Nagdih is a village in the Sheikhpura district of Bihar, India.

== Etymology of the name ==

The name Nagdih is derived from the words ‘‘NAG" and "Dih" meaning "The house of the Snake". The phrase was used to describe the inhabitants of this village, who were said to be very strong and brave. The village was inhabited during medieval times.

==History==

The majority of the village's inhabitants have been a part of the Kurmi community since the 18th century. Following the decline of Mughal rule in the early 18th century, the Indian subcontinent's hinterland dwellers, many of whom were armed and nomadic, began to appear more frequently in settled areas and interact with townspeople and agriculturists. The Kurmi were known for being cultivators and market gardeners. The main reason for this was the significant productivity of the Kurmi, whose success lay in superior use of manure, according to historian Christopher Bayly.

==Geography and climate==

Nagdih is located on highly fertile flat land. It is drained by the canal and Motor-Pumps.

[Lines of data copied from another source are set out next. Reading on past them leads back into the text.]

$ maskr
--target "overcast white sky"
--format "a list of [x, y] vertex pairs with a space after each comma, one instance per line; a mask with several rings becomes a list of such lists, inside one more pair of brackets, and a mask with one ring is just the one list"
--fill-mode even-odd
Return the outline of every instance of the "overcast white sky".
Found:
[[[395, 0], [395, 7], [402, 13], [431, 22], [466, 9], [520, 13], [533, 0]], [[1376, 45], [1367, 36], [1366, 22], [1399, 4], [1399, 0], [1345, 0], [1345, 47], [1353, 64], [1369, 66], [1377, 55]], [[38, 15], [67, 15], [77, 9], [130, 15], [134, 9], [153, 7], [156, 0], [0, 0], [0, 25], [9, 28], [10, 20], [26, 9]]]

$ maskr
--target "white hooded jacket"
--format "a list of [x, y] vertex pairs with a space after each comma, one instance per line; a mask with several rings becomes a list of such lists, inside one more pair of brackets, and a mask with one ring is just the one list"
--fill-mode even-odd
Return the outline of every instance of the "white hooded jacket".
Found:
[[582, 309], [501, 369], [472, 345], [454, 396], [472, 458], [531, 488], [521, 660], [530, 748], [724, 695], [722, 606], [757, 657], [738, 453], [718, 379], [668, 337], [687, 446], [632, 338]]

The lowest winter temperatures in Nagdih range between 5 and 10 C. The winter months are December and January. Average high temperatures in the summer are around 35 to 40 C. April to mid June are the hottest months. The monsoon months of June, July, August, and September see heavy rainfall. October, November, February and March are said to have a more pleasant climate.

==Population==
Nagdih consists of 210 households and has a population of 2176.